Sofi Thanhauser has compiled a social history of five materials—Linen, Cotton, Silk, Synthetics, Wool—explaining not only how we have shaped them, but how they have shaped us.
Worn: A People's History of Clothing by Sofi Thanhauser, Pantheon
The second-wave feminist movement taught us that the personal is political. Sofi Thanhauser’s new book, Worn, makes us realize how much our intimates—the cloth we cover ourselves with—have defined our economics, and continue to do so.
It is not the first time that the social and economic importance of fabric and fashion has been made clear in a book recently. Katrine Marçal’s Mother of Invention argued that the Iron Age could just as easily—and perhaps more accurately—be called the Flax Age. Richard Thompson Ford’s Dress Codes discussed how fashion has defined our societies, used as a means to maintain political control and as a force for social change. But Thanhauser digs deep in her focus on just five fabrics—linen, cotton, silk, synthetics, and wool—finding that “our clothes don’t just come ready-made from our factories or from the countries named on their tags They come from our histories.”

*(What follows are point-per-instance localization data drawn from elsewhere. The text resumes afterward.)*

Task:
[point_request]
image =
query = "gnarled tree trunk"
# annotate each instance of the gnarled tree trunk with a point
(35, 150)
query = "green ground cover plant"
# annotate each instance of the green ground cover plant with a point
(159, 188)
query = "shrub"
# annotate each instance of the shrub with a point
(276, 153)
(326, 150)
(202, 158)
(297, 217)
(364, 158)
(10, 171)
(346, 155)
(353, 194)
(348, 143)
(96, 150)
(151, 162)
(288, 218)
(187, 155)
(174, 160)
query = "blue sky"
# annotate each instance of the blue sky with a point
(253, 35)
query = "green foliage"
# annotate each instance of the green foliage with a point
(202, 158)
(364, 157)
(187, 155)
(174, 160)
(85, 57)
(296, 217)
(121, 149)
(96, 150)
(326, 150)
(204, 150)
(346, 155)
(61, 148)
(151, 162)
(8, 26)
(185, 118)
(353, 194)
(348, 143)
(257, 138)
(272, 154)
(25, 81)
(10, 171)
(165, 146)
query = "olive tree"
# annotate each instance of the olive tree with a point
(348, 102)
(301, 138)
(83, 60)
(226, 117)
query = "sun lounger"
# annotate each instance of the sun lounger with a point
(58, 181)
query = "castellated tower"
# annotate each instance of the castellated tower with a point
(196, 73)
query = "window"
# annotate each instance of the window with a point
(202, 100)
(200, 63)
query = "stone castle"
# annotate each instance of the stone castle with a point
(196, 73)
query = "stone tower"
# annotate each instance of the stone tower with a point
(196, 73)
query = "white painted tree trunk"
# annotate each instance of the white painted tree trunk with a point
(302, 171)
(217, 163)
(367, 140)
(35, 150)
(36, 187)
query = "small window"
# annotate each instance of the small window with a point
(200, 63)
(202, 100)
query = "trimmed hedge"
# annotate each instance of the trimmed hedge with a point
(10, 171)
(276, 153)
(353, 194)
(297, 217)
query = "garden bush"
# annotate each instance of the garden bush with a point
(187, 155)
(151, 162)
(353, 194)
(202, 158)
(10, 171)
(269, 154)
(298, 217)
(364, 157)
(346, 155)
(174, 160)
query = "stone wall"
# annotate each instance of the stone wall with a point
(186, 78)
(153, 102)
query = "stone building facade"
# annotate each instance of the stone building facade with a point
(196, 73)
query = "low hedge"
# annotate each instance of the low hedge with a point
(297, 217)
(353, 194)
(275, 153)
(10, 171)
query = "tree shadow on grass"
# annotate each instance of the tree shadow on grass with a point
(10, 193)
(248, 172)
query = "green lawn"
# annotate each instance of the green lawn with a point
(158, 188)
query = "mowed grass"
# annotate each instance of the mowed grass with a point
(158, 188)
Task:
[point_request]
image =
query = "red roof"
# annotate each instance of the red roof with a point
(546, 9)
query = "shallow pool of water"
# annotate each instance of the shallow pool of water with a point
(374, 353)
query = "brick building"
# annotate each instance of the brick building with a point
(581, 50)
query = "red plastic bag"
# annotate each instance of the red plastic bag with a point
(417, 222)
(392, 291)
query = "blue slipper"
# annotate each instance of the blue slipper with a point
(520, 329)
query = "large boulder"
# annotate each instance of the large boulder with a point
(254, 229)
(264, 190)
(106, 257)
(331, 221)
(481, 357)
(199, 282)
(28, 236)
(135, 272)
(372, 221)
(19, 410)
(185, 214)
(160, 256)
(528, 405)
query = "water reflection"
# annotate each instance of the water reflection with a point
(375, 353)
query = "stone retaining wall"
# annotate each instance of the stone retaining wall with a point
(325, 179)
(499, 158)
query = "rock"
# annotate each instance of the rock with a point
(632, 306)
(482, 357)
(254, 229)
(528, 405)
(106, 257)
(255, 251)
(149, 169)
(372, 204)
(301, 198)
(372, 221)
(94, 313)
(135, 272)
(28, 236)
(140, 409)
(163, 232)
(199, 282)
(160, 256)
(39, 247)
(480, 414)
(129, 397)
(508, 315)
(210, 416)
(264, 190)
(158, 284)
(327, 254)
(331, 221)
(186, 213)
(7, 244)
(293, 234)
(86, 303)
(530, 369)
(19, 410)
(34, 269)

We know this from the most basic level of historical understanding. The Industrial Revolution began in the manufacture of textiles. The transatlantic slave trade was tied up with the production of cotton. The Triangle Shirtwaist Factory fire in New York City helped galvanize the labor union movement in America.
Our language is rich with metaphors of producing cloth, and its history is a story of both subjugation and liberation. Thanhauser explains how America’s independence movement began on spinning wheels:
In the 1760s Parliament’s effort to tax the colonies provoked boycotts of British goods. Suddenly, homespun fabric became charged with political meaning. Newspapers devoted front-page spreads to spinning meetings organized by New England’s “daughters of liberty.”
As did India’s:
British colonial rule consciously and deliberately smashed Indian handloomed fabric. And precisely because of this, Mohandas Gandhi elevated traditional, handmade cloth into a symbol of resistance.
It was so central a theme in India’s independence movement that the design of the national flag Gandhi proposed had a spinning wheel at its center (though it was changed to the 24-spoke wheel of the Ashoka Chakra), and, to this day, Indian law dictates that the flag must be made of khadi, the hand-spun cloth that Gandhi made popular. Of course, we know that the ideal of homespun cloth and the agrarian vision behind it gave way to industrialization in both countries and across the world. Thanhauser isn’t calling for a return to the homemade, or the agrarian ideal. After all, the agrarian ideal’s most famous champion in America was Thomas Jefferson, a man who enslaved other people, making the system he championed as far from ideal as you can get. But industrialization also came with subjugation. I don’t believe she ever uses the word patriarchy, but Thanhauser deftly explains how the modern incarnation of it was closely tied to the industrialized production of textiles and the rise of wage work, telling the story of people who have done that work historically and how they have been paid —similar to most tasks defined as “women’s work” historically, usually not fairly or not at all. After textile workers secured better working conditions and fairer pay here in America, that work was outsourced to other countries, and most of the clothing we wear today is again produced under alarming conditions and with an outsized impact on our environment. As Thanhauser writes:
Alarm bells have been ringing about fast fashion’s evils: its toxicity and exploitativeness. These aren’t new problems. What is new is their scale. Textile and garment work have been dangerous to laborers since industrialization, but three of the four deadliest garment factory disasters in history occurred during the 2010s. Textile making has been damaging the environment for centuries, but today the industry produces a full fifth of global wastewater, and emits one tenth of global carbon emissions.
The environmental damage is hard to wrap one’s head around, as is the fact that we’re so blind to garment factory fires now that the work has been outsourced to other places over a hundred years after a fire in Manhattan helped spark the movement for greater worker’s rights here in America. But Thanhauser goes much deeper and broader than that, diving deep into the preindustrial history of cloth making across cultures and mythology, and how the modern systems that produce it separate us from so much:
I want to tell the story of what I found, of how we went from making fabric for ourselves as a part of our everyday work to dressing in clothes that come from a complex, inscrutable system that has divorced us from the creative act, from our land, from our rights as consumers and workers.
What Thanhauser envisions to address the problem is something akin to the movement to find alternatives to the industrial food system. That system obviously exists, but so does a movement based on more sustainable agriculture and healthier foods, creating a more sustainable and healthier economic model in the process. Reading Worn, you understand that wearing clothes, like eating, is also an agricultural act, one that has been industrialized with economic and human impacts. And she teaches us to see the industrial and economic system that produces the things that cling most intimately to us. As she sees it:
To read objects carefully and accurately is to read the world itself: its systems and its systems-level failures.
Near the end of the book, Thanhauser tells the story of how she trained to be a tailor herself before becoming a writer. And while I’ve never seen the clothes she made, I think she has found the right occupation. I can’t imagine a greater creation than the one she has produced with the words she weaves together in this book. It is masterful and enlightening.